Após a morte do músico, a relação de Grohl com Love se resumiu a conflitos e processos e só se apaziguou publicamente no último Rock And Roll Hall of Fame, no início de 2014, quando o filme estava próximo de ser finalizado. 

“Entendo que Dave Grohl é muito associado ao Kurt, por isso esperava ter a entrevista. Quando comecei a procurar histórias sobre o Nirvana, marquei entrevistas com Dave e Krist. Krist estava disponível, mas Grohl estava ocupado gravando seu último álbum. Tudo bem. Peguei o depoimento com Krist e tinha o que precisava”, justifica. Segundo o diretor, Grohl ficou disponível três semanas depois de o filme estar finalizado para a exibição em Sundance, mas ainda pode entrar em um novo corte, depois de Berlim.

Frances

  • Chris Pizzello/Invision/AP

    Frances não tem memória do pai dela. Dave [Grohl], Krist [Novoselic] e todo mundo envolvido neste projeto, estávamos todos fazendo isso pela Frances. Ela disse que era o filme que esperava que eu fizesse e que dei algumas horas com o pai que ela nunca teve.

    Brett Morgen, sobre ter feito seu documentário pensando em Frances Bean Cobain (na foto, com a mãe, Courtney Love)
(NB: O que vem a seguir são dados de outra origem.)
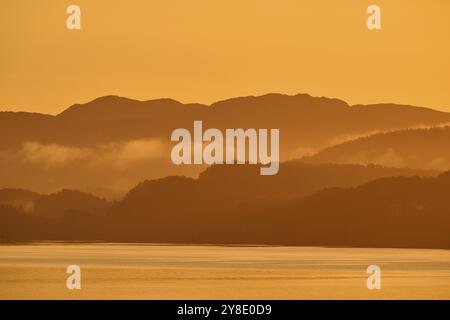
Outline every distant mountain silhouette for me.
[303,127,450,171]
[34,190,110,218]
[0,189,40,212]
[0,94,450,198]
Nos momentos em que o assunto é o Nirvana, o documentário repete clichês e traz menos novidades. As poucas imagens de shows já são conhecidas dos fãs. “Esse não é um filme sobre o Nirvana. A banda é só uma parte da expressão artística que ele tinha”, comenta o diretor. Em compensação, a trilha sonora é composta de áudios inéditos e entrevistas belamente ilustradas pelo quadrinista holandês Hisko Hulsing. O diretor de animação, Stefan Nadelman, é o responsável por dar vida aos desenhos, pinturas e esculturas usadas no filme.

Contradições

Em busca do início dos conflitos na vida do músico, Morgen busca em seu filme quebrar a ideia de que a causa foi do divórcio dos pais, quando ele era criança. Após oito anos coletando material, o cineasta encontrou referências para criar suas próprias teorias. “A reação dele ao divórcio foi de vergonha. Meus pais se separaram na mesma época que os pais de Kurt. Eu me culpei. Me senti sozinho, mas não me senti envergonhado. É interessante que o pai, a mãe e a irmã falam sobre essa vergonha de Kurt. E em suas próprias palavras Kurt também fala sobre a vergonha que ele tinha da separação dos pais.” 
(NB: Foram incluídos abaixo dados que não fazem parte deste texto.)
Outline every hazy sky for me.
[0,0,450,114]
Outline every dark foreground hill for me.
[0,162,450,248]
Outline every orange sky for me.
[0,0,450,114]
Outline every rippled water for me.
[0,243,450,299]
A ideia é que o espectador se identifique. “Acredito que ele é feliz até os três anos, até a irmã nascer. Não vejo muita felicidade depois disso. É claro que ele teve momentos felizes, mas sobre o mito de que ele era feliz até o divórcio, acredito que o filme joga essa ideia pela janela. Kurt é a criança que foi rejeitada, abusada. Antes de ser a voz de sua geração, ele proporcionou conforto para muitas gerações à frente. Uma geração que por causa dele não se sentia mais sozinha.”